BORGEAUD Philippe, “Le grand Pan est mort. Problèmes d’interprétation”, Revue de l’histoire des religions, n° 200-1, 1983, p. 3-39.

CHARRON Pierre, Les trois vérités, II, 8. 

GRIMAL Pierre, Dictionnaire de la mythologie grecque et romaine, art. Pan, Paris, Presses Universitaires de France, 2002.

PLUTARQUE, Les œuvres morales et philosophiques, Des oracles qui ont cessé et pourquoi (De defectu oraculorum), XVII, Paris, C. Morel, 1618, p. 341.

RABELAIS, Le quart livre, ch. XXVIII.

 

 

Éclaircissements

 

Prophéties.

Le grand Pan est mort.

 

Sur le personnage mythologique du dieu Pan, voir Grimal Pierre, Dictionnaire de la mythologie grecque et romaine, art. Pan, Paris, Presses Universitaires de France, 2002, p. 342.

Le personnage mythologique ne paraît pas vraiment être en cause dans le présent fragment.

La mythologie ne tient presque aucune place dans l’ensemble de l’œuvre de Pascal.

Le nom de Pan peut être entendu comme celui d’un personnage mythologique ; mais pan signifiant tout en grec, il arrive qu’on l’entende au sens de la totalité de la Nature.

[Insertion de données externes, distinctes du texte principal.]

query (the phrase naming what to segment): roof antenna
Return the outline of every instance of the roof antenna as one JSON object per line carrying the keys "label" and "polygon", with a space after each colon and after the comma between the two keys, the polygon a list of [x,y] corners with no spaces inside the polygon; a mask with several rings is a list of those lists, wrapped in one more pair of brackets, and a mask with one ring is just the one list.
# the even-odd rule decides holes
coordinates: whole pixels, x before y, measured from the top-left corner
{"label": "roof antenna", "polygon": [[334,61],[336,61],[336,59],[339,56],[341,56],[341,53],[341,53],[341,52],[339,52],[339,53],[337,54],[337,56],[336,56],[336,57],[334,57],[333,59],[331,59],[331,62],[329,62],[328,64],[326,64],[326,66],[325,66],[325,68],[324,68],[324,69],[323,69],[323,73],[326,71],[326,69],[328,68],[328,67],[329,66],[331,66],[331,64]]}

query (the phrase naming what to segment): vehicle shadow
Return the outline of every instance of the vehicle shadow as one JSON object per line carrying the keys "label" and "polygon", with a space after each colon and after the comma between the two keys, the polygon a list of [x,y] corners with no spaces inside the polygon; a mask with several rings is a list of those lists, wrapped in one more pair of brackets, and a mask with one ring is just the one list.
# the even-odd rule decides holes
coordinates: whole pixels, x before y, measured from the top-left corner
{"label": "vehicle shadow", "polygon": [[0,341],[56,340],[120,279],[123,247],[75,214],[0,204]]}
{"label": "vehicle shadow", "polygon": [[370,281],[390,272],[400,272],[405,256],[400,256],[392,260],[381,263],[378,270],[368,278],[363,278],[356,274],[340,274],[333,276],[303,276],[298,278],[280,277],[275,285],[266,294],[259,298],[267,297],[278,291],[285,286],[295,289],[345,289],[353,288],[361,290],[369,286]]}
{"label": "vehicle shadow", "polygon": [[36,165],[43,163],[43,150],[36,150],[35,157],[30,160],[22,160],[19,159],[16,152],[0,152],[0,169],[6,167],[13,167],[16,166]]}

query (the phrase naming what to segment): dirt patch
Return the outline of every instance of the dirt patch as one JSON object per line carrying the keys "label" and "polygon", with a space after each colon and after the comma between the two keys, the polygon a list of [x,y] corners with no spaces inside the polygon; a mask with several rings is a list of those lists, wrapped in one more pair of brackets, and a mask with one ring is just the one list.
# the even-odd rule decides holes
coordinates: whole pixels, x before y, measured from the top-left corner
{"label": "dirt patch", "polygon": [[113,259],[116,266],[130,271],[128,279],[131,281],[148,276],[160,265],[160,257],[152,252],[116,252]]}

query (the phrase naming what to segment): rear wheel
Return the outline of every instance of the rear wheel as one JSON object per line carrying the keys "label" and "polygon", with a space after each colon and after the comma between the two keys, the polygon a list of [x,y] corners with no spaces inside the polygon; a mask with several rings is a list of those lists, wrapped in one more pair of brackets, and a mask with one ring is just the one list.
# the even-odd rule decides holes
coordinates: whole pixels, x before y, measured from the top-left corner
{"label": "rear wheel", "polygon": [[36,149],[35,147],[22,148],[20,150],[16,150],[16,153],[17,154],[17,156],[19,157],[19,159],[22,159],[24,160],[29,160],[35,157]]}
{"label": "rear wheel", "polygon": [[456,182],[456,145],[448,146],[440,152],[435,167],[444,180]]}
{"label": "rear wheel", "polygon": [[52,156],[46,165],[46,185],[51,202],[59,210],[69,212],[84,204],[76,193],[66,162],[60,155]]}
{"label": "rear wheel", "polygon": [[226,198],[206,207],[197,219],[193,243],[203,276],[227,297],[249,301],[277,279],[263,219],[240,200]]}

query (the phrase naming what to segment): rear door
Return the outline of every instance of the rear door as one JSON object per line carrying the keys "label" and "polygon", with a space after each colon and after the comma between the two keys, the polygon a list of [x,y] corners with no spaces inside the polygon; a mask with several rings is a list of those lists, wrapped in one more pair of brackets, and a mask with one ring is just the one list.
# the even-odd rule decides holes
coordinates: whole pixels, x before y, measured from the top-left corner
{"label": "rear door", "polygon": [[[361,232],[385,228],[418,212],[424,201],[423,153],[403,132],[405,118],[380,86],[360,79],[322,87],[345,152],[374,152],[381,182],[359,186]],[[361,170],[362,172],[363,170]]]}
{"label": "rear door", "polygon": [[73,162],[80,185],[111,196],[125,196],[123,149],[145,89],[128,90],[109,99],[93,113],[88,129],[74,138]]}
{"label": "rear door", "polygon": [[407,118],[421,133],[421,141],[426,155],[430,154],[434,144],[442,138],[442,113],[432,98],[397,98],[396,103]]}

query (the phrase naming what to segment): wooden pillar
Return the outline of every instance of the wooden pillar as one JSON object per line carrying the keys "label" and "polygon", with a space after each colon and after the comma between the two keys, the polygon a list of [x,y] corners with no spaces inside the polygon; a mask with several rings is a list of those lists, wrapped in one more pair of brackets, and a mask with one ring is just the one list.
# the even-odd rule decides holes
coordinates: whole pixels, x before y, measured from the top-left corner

Voir Mersenne Marin, Harmonie universelle, Livre cinquième, Des instruments de musique, éd. CNRS, t. 3, Prop. III, p. 227-228. Les sages de l’Antiquité devaient entendre par ce mot la nature universelle : p. 228.

Borgeaud Philippe, “Le grand Pan est mort. Problèmes d’interprétation”, Revue de l’histoire des religions, n° 200-1, 1983, p. 3-39.

Plutarque, Les œuvres morales et philosophiques, Des oracles qui ont cessé et pourquoi (De defectu oraculorum), XVII, Paris, C. Morel, 1618, p. 341, dit qu’un certain Thamous, à l’époque d’Auguste ou de Tibère, aurait entendu une voix lui commander d’annoncer la nouvelle Pan est mort.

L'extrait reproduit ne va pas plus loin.